Die Vorstellung von einem Liebhaber war für Katsa so etwas wie die Entdeckung eines Körperteils, den sie nie zuvor bemerkt hatte. Ein zusätzlicher Arm oder Zeh. Es war ihr unbekannt, und sie tastete und stocherte daran herum, wie sie an einem fremden Zeh herumgetastet hätte, der unerwartet ihr eigener war.
    Dass Bo dieser Liebhaber sein würde, milderte ihre Verwirrung etwas. Wenn sie an Bo dachte und nicht an einen Liebhaber, konnte Katsa sich vorstellen, wie es wäre, in seinem Bett zu liegen, ohne seine Frau zu sein.
    Darüber musste sie länger nachdenken als eine Nacht. Sie ritten durch den Wald von Sunder, redeten, rasteten und schlugen ein Lager auf wie zuvor. Doch ihr Schweigen war vielleicht nicht ganz so ungezwungen wie zuvor, und Katsa ging gelegentlich fort, um allein nachzudenken. Sie trainierten nicht, denn Katsa scheute seine Berührung. Und er bedrängte sie nicht. Er drängte ihr nichts auf, kein Gespräch, noch nicht einmal seinen Blick.
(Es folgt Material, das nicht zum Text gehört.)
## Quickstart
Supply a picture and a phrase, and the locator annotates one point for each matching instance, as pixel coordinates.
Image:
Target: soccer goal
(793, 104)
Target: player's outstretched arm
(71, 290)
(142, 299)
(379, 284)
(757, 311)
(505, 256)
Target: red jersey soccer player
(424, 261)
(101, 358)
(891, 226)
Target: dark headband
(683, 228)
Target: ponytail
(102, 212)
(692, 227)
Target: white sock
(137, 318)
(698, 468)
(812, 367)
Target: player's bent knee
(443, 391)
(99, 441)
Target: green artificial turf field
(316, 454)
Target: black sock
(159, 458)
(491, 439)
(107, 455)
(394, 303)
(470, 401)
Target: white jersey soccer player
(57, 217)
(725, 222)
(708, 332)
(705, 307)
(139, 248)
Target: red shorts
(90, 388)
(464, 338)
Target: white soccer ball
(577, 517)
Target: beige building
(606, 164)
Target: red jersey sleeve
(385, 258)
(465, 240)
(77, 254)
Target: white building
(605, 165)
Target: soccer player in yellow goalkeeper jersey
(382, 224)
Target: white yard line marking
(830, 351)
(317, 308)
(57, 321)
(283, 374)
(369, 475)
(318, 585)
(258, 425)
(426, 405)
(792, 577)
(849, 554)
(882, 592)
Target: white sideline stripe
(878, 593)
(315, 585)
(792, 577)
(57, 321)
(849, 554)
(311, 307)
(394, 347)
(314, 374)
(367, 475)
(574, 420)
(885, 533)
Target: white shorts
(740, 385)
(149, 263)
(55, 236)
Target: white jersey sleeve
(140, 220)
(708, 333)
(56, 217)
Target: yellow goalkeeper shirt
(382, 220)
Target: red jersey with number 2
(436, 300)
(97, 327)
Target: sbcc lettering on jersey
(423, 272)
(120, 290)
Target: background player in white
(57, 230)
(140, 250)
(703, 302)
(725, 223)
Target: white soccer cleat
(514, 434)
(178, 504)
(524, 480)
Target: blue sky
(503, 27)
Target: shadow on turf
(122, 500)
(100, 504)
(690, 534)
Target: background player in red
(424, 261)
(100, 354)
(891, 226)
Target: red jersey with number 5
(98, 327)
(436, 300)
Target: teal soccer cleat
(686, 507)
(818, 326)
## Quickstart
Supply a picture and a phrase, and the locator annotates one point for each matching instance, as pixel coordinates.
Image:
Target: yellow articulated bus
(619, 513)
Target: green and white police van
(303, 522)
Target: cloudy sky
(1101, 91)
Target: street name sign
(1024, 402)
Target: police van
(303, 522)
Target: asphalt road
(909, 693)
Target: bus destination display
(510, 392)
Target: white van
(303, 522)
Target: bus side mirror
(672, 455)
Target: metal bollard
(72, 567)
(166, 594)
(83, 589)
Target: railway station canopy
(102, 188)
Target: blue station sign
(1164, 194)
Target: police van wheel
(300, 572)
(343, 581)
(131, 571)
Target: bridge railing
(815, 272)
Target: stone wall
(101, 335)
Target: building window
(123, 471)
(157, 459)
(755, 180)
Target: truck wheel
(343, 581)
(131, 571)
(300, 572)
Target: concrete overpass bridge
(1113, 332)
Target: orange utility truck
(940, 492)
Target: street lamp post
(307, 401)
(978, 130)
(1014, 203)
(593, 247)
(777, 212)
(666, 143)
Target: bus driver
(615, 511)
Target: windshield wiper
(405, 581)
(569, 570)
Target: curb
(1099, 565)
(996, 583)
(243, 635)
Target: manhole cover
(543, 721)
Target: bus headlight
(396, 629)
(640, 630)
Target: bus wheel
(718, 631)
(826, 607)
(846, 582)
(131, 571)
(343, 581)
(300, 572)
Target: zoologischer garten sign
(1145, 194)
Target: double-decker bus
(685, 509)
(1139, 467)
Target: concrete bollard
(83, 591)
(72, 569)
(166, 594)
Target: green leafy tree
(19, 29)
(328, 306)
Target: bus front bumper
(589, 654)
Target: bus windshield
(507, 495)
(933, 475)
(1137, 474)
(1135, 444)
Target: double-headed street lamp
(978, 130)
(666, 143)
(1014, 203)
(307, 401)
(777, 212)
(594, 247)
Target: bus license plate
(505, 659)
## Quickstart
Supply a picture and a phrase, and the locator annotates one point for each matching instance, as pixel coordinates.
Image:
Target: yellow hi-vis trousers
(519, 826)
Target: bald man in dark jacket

    Sie ritten so schnell, wie der Weg erlaubte. Doch je weiter sie kamen, umso mehr glich er bestenfalls einem Pfad, der sich zwischen überwucherten Rinnsalen hindurch- und umBäume wand, die größer waren als alle, die Katsa je gesehen hatte – mit Baumstämmen so breit, wie die Pferde lang waren, und Ästen, die über ihnen ächzten. Manchmal mussten sie sich unter Vorhängen aus Ranken ducken, die von den Zweigen hingen. Der Weg wurde immer steiler, je weiter sie nach Osten reisten, und Bäche zogen kreuz und quer über den Waldboden.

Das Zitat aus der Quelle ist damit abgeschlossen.